Niumatalolo has faced Air Force every year since the mid-1980s — first as a player at Hawaii, then as an assistant at Hawaii, UNLV and Navy, and the last two years as the coach of the Midshipmen. He called Garland an “all-time great” at the academy, saying he ranks “up there with” Bryce Fisher, who went on to have a seven-year career in the NFL.
“He’s as good as they get,” said Niumatalolo, who made a point to seek out Garland and talk to him after Navy’s 16-13 overtime victory over the Falcons earlier this season.
At 6-foot-5 and 275 pounds, Garland combines good size (especially for the academy) with quickness, agility and superior “pad level,” meaning he plays low to the ground, despite his height. But ask Garland to name his strengths, and he replies, “I think just heart. … Taking each play as if it was your last.”
Garland has done that through 10 games, making 38 tackles and nine tackles for losses, including 4.5 sacks (sixth-most in the league). Those are huge numbers for a nose guard in the Falcons’ defense because typically the player in that spot is asked primarily to take up space and keep blockers off linebackers.
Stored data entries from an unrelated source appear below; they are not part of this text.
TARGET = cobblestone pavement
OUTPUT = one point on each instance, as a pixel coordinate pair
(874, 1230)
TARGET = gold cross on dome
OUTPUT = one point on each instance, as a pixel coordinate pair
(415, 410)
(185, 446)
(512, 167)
Garland does that too, of course.
Senior inside linebacker John Falgout said Garland makes his job “100 times easier.” Last week, for instance, Army had to change its blocking schemes to account for Garland. With Garland occupying double-teams, Falgout and senior inside linebacker Justin Moore combined for 25 tackles.
“He consumes blocks,” Air Force coach Troy Calhoun said. “Not just one blocker but multiple blockers on many plays.”
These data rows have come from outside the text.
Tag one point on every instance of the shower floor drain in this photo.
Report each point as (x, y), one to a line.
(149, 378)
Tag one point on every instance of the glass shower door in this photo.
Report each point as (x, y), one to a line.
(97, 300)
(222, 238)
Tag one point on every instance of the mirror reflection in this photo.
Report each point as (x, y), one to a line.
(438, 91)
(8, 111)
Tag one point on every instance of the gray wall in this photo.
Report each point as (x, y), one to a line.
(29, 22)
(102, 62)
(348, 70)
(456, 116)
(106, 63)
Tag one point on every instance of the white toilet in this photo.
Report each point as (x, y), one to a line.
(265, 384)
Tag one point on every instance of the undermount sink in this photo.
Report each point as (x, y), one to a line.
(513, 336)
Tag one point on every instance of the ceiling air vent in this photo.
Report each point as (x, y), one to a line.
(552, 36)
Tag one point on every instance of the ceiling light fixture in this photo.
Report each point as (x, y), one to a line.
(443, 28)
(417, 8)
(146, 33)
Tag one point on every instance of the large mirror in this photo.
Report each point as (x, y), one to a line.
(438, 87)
In addition to making things easier for the linebackers, Garland makes life simpler for the coaches. Calhoun said Garland has allowed the Falcons to use much more basic defensive schemes.
“With Benny Garland in there holding a point, he’s made it hard for teams to run against us,” Calhoun said. “I just think you’re playing a little more base defense. You don’t get nearly as concerned about having to get more hats down inside to stop the run because of what he’s able to do against a center.”
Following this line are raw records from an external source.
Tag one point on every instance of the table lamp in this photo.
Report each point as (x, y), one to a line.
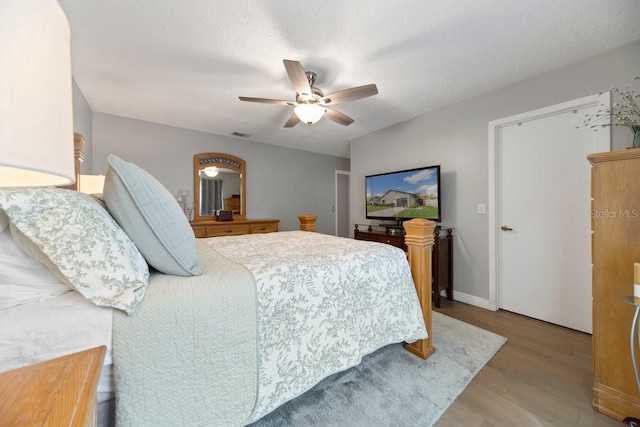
(36, 110)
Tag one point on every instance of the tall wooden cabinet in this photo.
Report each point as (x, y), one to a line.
(615, 221)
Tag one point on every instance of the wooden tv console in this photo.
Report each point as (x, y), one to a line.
(441, 256)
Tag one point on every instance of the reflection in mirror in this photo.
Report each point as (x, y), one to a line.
(219, 189)
(219, 184)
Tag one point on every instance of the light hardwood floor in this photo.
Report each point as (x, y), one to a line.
(541, 377)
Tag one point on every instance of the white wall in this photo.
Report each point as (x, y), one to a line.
(456, 137)
(82, 123)
(281, 182)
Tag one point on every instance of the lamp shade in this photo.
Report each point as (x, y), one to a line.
(309, 113)
(36, 110)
Defensive coordinator Tim DeRuyter said schemes often assign Garland “two-gap” responsibility, meaning he is responsible for the gaps to the left and right of the center.
“Wherever (the play) goes, he’s going to whip the center that way and play that gap,” DeRuyter said. “And he’s good enough to do it.”
Even with one hand.
Garland has played the past eight games with his broken right hand in a cast. And considering hands are nearly as important to a defensive lineman as they are to a wide receiver, that makes his production all the more impressive.
“On Saturday (against Army), there was one play where he didn’t play great, I think he ended up getting cut (blocked),” DeRuyter said. “And I said (to defensive line coach Ron Burton), ‘Burt, tell him he’s got to play with his hands,’ and he said, ‘Coach, he’s only got one.’ … It’s to the point where you don’t even notice that he’s got a broken hand.”
Garland is set to go to pilot training next year, though Burton, Air Force’s NFL liaison, said some teams have had an interest in him. Either way, Falcons’ opponents will be thankful they no longer have to deal with him.
“We knew coming into the game that he’d be a key,” Niumatalolo said. “And even having said that, I thought he dominated the game. We could not block him.”